I'm thinking about a variety of things today, all of them vaguely tied in with Jesus teaching in the "Parable of the Weeds" Matthew 13:24-30, 36-43, our gospel text for this coming Sunday. It can be found here.
This parable of Jesus points both to the severity and mercy of God. It tells us to be patient, to not rush to judgment. But it tells us that there will indeed be judgment! I've been reading it alongside First Corinthians 5. That passage calls for discipline in the church. It quotes a harsh Old Testament principle: Purge the evil - don't associate with sinful church members. Wow - what do we do?
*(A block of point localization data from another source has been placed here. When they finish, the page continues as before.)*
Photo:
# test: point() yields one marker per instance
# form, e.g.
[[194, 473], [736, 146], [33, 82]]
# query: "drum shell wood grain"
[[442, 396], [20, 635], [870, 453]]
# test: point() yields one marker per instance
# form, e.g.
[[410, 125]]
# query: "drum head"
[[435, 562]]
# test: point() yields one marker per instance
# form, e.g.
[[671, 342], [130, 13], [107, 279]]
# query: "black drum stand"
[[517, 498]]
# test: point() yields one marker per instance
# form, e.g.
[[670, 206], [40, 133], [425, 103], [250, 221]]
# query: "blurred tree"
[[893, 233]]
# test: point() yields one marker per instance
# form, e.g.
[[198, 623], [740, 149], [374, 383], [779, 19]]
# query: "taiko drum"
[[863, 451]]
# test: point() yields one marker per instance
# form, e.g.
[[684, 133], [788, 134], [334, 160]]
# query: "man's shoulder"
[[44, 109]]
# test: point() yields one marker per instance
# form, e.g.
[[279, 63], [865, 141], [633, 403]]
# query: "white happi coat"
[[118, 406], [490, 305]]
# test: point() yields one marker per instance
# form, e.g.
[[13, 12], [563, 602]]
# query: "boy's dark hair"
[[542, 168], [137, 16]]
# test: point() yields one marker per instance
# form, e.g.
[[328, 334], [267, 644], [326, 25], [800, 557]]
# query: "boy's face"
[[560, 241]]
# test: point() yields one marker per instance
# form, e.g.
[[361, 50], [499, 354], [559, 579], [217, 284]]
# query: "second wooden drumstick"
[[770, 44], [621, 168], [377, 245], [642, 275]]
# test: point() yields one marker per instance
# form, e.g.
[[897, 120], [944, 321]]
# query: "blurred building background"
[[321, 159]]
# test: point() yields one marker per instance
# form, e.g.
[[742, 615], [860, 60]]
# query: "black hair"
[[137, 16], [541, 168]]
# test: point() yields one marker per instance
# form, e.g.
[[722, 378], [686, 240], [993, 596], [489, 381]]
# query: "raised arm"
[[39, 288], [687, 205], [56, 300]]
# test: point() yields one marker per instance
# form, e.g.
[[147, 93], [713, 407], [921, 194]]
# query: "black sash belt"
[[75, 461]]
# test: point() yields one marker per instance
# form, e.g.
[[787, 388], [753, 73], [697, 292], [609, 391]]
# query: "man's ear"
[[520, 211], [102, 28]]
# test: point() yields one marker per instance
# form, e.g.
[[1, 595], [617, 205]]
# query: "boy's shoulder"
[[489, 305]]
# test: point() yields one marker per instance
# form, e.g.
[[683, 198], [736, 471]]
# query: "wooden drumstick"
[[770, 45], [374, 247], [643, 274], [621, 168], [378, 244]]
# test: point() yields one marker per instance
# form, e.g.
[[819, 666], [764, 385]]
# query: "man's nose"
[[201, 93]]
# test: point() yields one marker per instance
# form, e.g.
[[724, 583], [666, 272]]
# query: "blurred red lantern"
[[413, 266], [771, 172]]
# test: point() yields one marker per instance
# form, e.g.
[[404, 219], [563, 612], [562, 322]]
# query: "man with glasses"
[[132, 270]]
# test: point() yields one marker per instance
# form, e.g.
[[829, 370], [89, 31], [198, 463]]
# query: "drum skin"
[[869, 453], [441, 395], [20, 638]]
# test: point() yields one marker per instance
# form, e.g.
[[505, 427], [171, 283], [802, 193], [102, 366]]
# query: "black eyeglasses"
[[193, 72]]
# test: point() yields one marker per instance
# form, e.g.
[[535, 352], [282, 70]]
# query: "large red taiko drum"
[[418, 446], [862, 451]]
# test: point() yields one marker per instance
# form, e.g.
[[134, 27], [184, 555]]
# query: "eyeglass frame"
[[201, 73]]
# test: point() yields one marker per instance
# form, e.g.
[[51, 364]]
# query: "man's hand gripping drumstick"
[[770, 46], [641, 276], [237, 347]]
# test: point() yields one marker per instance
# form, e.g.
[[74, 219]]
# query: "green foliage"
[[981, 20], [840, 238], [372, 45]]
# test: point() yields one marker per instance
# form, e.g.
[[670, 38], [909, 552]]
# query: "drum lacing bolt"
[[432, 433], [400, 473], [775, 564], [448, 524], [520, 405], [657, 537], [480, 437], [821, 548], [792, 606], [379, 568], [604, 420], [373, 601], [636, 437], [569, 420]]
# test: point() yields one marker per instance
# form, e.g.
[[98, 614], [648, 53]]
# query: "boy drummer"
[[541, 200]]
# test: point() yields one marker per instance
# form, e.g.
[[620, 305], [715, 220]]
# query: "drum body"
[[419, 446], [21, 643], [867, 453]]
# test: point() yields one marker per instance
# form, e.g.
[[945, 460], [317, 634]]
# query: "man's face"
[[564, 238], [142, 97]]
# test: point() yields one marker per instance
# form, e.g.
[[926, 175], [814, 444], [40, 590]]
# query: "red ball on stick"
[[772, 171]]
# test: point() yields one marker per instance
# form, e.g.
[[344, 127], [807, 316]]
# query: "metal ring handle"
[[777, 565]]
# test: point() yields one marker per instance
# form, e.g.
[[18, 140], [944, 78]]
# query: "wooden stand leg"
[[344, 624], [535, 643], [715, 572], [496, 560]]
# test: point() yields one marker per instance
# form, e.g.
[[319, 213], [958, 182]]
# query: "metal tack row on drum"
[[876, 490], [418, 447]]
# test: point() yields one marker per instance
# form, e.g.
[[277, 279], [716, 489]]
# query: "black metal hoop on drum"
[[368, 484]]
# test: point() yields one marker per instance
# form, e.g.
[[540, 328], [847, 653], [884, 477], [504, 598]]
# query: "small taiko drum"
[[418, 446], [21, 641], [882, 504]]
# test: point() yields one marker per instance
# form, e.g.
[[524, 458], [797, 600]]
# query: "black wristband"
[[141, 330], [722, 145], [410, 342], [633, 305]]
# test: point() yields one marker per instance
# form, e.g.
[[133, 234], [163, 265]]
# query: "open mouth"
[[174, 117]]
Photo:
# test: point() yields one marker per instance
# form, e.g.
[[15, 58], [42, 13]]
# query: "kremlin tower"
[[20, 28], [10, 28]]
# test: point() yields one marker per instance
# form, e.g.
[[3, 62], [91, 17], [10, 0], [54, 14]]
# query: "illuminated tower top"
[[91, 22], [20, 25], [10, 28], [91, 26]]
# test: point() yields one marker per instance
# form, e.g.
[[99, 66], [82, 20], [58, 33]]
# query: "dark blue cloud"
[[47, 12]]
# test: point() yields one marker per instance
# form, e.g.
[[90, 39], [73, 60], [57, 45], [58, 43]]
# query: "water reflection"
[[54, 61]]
Bible interpretation is challenging! Fortunately, we do have a guide. When it doubt, we look to Jesus. Jesus is the Word of God. We read and teach everything in connection with what God has done in Jesus Christ through his incarnation & birth, life & love, teachings & suffering, death & resurrection. Get away from Jesus and we get off track.
So then, as we try to interpret, we read in the light of Jesus. And what did Jesus do with the wicked? Yes, he spoke harshly at times, even to his closest followers. But he did not reject them. It seems to me there was a lot of tolerance. Tolerance which, in the end, caused his death as Judas betrayed him and the rest of his followers ran.
This is the big Lutheran debate. The ELCA tends to be extremely tolerant. In our church constitution we do have a section on "Discipline of Members and Adjudication" which does allow for "exclusion from membership" in cases of "denial of the Christian faith as described in this constitution, conduct grossly unbecoming a member of the Church of Christ, or persistent trouble-making." But in all my years of association with the ELCA, I've never seen anyone excluded from membership for any of those reasons.
Other Lutheran denominations run tighter ships. This item, for example from the Wisconsin Synod, talks about how our tolerant attitude "leads to loss of more and more truth in each generation."
There are times when I want to be tougher. I am concerned that truth seems to be lost in our families, for example, as only a certain select few seem to be regular in worship year round. I know sexual immorality, drunkenness, harsh words, greed and selfishness exists among us. Someone came in today with sadness and helplessness about what is going on in their extended family. Are we too tolerant?
It seems that local churches and denominations tend to lean one way or the other, toward tolerance or discipline. As I prepare to preach this Sunday about the "Parable of the Weeds" I ask your prayers. Mostly, I pray we would follow Jesus and his example in everything we do.